Das deutsche Magazin SPIEGEL bringt heute, am historischen 24. Februar 2022, einen ersten Kommentar zu Putins Auftritt am frühen Morgen, in dem er den Krieg ankündigte.
In der vergangenen Nacht ist geschehen, was viele Beobachter lange befürchtet hatten: Wladimir Putin kündigte die Militäroperation in der Ukraine an. Und nur wenige Minuten später ließ er seinen Worten Taten folgen.
Die Staats- und Regierungschefs der G7 treffen sich heute auf einem virtuellen Gipfel, den Kanzler Olaf Scholz leiten wird. Auf dem Treffen soll eigentlich der Gipfel im Juni auf Schloss Elmau vorbereitet werden.

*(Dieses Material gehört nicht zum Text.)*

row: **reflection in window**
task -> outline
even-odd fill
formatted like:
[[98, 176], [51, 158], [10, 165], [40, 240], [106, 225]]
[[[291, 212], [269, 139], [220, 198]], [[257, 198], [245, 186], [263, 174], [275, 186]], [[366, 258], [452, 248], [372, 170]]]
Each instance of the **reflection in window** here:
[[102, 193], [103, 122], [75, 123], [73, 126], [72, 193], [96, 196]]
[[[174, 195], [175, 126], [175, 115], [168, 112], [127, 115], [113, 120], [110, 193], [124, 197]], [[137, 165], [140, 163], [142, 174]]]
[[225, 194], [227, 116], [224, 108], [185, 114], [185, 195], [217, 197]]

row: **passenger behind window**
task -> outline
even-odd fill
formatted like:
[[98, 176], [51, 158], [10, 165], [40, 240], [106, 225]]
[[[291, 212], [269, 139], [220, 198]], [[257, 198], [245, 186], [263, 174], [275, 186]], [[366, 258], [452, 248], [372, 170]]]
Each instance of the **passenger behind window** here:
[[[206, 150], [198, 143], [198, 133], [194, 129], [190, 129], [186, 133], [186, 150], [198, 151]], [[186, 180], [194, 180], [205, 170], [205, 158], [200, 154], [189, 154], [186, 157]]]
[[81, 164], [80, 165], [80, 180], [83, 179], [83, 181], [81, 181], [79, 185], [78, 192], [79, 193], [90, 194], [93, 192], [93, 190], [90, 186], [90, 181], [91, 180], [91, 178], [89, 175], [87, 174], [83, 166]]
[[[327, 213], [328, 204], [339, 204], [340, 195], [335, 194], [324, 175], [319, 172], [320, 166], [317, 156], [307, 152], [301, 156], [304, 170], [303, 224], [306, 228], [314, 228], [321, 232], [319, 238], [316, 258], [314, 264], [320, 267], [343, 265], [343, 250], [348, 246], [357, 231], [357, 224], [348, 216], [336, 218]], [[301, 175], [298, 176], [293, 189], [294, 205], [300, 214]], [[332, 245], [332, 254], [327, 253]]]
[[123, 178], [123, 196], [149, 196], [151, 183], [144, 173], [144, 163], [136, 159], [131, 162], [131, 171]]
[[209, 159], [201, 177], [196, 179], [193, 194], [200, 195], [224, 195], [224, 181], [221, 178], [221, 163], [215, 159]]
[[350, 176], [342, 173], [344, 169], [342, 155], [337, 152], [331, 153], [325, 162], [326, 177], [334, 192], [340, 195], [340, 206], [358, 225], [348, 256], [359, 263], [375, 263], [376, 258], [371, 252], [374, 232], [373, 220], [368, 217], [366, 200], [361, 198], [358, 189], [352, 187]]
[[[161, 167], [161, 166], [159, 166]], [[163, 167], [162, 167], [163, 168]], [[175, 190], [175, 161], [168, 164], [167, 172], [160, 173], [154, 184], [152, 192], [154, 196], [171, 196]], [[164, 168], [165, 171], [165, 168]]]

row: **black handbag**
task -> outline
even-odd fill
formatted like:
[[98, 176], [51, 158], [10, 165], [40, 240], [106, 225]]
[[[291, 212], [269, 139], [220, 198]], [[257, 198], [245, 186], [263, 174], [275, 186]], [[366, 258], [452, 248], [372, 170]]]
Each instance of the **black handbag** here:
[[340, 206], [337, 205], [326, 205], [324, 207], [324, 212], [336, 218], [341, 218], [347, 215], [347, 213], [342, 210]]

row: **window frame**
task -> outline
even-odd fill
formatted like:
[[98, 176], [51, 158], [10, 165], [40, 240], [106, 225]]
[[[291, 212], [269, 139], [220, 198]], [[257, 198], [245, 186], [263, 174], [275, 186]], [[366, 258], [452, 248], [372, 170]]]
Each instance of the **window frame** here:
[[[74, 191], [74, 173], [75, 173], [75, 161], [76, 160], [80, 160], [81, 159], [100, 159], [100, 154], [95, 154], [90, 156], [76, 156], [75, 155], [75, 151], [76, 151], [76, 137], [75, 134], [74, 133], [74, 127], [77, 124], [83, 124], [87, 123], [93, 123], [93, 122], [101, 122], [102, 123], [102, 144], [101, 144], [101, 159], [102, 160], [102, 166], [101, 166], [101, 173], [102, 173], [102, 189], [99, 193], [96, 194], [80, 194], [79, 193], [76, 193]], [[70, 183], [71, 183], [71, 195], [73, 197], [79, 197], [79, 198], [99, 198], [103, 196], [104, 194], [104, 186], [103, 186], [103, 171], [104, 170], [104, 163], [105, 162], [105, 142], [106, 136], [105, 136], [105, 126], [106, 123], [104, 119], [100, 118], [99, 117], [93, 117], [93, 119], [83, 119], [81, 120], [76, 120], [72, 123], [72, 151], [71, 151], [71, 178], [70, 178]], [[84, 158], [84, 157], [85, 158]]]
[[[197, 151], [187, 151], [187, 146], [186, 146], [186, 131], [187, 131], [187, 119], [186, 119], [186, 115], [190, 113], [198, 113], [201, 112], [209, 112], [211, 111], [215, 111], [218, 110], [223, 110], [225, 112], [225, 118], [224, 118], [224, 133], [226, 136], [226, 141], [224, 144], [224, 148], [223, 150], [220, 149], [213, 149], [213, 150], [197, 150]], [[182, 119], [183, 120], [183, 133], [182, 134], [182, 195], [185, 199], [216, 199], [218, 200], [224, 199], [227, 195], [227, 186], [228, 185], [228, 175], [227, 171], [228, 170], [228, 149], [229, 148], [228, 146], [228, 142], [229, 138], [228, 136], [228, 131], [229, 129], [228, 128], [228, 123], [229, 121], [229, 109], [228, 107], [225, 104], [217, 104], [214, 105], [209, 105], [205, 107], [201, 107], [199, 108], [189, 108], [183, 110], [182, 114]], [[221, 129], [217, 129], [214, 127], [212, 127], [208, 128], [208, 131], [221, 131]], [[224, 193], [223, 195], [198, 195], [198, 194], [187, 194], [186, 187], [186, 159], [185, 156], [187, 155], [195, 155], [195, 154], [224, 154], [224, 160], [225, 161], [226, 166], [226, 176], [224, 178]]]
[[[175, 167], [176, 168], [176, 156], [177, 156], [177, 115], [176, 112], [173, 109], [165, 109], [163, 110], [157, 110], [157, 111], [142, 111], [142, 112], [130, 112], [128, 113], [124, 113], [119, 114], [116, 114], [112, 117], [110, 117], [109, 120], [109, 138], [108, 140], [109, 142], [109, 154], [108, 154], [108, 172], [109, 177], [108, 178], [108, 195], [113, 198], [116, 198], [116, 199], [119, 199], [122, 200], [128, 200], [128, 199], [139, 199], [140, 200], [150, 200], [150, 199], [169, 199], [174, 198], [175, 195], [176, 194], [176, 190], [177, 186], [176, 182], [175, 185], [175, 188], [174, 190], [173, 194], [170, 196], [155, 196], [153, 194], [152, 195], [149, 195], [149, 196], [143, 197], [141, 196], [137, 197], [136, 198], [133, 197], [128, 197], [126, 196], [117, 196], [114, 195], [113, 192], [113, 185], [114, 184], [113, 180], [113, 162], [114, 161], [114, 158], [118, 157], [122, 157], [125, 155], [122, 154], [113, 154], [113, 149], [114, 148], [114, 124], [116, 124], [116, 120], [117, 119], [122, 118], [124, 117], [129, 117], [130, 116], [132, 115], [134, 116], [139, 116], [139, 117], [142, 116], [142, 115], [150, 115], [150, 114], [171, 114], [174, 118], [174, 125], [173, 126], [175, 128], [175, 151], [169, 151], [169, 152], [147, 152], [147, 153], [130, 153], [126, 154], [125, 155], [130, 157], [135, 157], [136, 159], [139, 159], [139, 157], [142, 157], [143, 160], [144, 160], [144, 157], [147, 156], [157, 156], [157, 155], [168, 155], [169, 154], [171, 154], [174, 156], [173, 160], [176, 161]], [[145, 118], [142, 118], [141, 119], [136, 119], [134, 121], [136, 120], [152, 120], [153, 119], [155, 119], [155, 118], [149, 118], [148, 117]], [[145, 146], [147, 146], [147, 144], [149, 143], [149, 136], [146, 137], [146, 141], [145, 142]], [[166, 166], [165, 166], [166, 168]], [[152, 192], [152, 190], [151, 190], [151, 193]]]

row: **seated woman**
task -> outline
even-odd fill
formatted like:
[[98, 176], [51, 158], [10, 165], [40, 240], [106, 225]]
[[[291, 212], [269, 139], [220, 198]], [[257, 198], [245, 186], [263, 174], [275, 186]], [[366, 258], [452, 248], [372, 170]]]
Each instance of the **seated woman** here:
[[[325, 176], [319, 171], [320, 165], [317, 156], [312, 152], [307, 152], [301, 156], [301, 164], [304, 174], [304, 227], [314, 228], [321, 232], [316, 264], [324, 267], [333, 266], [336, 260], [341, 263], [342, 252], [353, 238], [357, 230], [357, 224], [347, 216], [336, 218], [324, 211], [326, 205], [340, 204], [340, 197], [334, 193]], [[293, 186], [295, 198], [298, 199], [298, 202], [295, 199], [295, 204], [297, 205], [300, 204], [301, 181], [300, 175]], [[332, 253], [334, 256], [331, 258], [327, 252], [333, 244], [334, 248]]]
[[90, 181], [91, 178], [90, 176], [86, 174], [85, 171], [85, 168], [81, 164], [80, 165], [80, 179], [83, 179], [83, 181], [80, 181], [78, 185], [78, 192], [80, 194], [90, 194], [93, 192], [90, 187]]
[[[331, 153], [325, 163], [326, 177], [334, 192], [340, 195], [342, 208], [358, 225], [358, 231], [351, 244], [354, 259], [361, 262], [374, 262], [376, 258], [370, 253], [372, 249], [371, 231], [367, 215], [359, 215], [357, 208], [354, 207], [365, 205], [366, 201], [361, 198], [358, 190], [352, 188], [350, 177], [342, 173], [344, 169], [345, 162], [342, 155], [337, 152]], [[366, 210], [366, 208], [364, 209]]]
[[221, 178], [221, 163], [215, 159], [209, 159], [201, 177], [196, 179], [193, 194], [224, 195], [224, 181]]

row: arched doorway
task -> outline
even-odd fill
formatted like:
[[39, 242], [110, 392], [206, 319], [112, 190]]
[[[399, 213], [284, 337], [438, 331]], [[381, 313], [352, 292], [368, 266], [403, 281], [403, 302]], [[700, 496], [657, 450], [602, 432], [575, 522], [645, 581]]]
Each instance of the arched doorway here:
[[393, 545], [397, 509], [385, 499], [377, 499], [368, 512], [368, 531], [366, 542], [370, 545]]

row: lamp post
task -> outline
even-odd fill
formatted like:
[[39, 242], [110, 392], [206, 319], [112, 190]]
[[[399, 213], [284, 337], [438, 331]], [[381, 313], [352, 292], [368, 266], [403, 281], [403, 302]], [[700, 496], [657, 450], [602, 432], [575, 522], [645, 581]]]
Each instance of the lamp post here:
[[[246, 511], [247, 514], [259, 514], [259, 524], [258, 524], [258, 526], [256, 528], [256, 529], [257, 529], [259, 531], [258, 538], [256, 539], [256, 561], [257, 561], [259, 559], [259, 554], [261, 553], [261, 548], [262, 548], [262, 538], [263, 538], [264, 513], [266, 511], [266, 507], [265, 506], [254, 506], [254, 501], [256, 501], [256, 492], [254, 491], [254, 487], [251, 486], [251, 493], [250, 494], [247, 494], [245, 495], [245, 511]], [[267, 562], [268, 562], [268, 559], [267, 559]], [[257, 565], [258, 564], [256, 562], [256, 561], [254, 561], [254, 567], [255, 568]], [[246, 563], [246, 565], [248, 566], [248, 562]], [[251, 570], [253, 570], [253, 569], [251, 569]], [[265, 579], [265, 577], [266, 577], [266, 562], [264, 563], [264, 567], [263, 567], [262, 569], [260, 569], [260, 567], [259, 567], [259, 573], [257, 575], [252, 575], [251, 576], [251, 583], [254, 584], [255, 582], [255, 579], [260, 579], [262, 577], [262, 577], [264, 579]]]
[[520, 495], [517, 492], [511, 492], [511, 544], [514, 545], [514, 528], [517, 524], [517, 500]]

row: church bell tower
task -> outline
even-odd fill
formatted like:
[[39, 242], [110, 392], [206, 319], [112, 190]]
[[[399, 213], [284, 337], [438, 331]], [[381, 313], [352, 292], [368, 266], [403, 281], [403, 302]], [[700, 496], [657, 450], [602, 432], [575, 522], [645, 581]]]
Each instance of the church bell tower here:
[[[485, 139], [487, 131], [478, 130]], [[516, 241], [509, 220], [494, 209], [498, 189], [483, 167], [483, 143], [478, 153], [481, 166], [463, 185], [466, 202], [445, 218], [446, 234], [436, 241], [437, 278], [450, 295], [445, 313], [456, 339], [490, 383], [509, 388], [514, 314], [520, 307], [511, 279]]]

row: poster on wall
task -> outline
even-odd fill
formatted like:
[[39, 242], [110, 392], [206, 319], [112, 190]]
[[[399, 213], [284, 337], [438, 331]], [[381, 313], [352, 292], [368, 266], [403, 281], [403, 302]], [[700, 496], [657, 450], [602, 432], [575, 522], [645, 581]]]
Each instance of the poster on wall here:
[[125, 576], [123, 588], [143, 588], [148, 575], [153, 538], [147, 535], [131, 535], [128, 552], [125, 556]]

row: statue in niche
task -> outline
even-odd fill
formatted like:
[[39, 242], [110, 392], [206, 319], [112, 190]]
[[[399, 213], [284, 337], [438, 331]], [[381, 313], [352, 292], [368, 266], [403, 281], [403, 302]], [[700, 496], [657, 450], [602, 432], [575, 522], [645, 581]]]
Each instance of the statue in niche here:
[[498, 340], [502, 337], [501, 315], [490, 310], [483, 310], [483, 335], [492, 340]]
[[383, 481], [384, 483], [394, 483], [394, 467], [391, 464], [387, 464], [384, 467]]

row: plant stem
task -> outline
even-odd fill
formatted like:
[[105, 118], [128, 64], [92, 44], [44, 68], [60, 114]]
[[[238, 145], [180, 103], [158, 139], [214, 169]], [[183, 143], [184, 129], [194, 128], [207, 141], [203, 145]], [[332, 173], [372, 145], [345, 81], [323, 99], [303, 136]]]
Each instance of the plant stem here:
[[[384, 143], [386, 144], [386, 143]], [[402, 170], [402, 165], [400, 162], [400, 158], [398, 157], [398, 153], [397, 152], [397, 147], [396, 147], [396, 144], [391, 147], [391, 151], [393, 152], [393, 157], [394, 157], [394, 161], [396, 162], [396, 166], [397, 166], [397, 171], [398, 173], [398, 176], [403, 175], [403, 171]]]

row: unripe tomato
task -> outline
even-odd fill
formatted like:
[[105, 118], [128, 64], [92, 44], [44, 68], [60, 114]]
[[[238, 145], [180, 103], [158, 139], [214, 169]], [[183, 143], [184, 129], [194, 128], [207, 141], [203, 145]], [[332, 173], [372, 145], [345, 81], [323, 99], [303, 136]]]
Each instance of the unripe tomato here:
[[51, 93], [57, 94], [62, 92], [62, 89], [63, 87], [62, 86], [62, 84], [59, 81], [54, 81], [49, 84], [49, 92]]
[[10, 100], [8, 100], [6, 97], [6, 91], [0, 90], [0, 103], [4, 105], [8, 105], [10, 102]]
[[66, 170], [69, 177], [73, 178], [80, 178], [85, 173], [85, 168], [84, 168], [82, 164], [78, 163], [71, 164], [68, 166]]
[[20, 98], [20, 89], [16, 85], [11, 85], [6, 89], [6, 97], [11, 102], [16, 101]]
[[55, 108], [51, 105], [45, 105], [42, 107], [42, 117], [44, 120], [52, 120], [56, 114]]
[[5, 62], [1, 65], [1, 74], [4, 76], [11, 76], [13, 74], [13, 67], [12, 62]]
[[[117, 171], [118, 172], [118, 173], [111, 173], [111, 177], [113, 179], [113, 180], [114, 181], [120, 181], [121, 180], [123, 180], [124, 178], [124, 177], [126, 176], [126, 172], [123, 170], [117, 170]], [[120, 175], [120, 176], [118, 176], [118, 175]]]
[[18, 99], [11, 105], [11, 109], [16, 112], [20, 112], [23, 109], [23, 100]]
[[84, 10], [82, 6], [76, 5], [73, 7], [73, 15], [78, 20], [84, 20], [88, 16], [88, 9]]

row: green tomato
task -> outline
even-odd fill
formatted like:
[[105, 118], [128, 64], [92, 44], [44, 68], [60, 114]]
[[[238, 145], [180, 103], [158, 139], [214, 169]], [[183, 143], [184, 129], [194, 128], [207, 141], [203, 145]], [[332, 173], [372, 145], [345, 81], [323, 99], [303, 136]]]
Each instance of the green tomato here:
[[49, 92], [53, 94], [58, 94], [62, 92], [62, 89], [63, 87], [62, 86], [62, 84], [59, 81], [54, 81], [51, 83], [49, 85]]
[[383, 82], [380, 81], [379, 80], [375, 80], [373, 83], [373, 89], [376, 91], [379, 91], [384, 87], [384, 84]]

Doch nun wird der Krieg in Osteuropa die Gespräche beherrschen.
In diesen Tagen heißt es immer wieder, Putin interessiere sich ausschließlich für die USA. Die anderen Länder der G7 seien ihm sowieso egal.
Für diese Annahme spricht, dass Putin in einem zentralen Punkt seiner Rede vom Montagabend, die der SPIEGEL hier dokumentiert, seinen Hauptvorwurf an die USA wieder aufgreift: »Sie können einfach kein großes und unabhängiges Land wie Russland gebrauchen.«
Putin braucht die alte Frontstellung des Kalten Krieges, weil diese sein Land in den Rang einer Supermacht hebt. Doch auch wenn er die Ukraine als »Kolonie« der USA bezeichnet. Die Mächte Europas sollten nicht übersehen, dass sie es sind, die Putin die eigentliche Sorge bereiten dürften.
In seiner Rede sagte er, die Proteste auf dem Maidan 2013 hätten »die Ukraine der Demokratie nicht nähergebracht«. Wir haben die Fakten in Putins Rede geprüft und halten diese Aussage – neben vielen anderen – für falsch: Die Ukraine sei zwar keine vollständige Demokratie, doch seit den Ereignissen auf dem Maidan habe sie erhebliche Fortschritte gemacht und sei viel weiter als Russland selbst.
Der Ukraine grenzt sowohl an mehrere Länder der EU als auch an Russland. Ihre Hinwendung nach Europa muss für Putin eine Bedrohung sein.
Folgt man seiner Rede, entstammt sein politisches Denken der Logik früherer Zeiten, in denen Nationalismus und Patriotismus oberste Prinzipien waren. Nichts dürfte Putins Denken ferner liegen als das Friedensprojekt der EU, das die Einheit in Vielfalt vorsieht, nationale Souveränität respektiert, zugleich aber Nationalismus nicht braucht.
Er nimmt die USA als gespalten wahr und die EU als geschwächt durch die Pandemie und viele andere Sorgen. Aber die Europäer sollten nicht den Fehler begehen, auf sich selbst durch Putins Brille zu sehen. Europa ist stark, ein Sehnsuchtsort. Dafür ist die Ukraine nur ein Beweis. Was Putin gerade tut, ist nichts anderes als ein Angriff auf ganz Europa. Aber Angriffe können Kräfte mobilisieren. Mag Putin die Europäer unterschätzen – sie selbst dürfen das auf gar keinen Fall tun.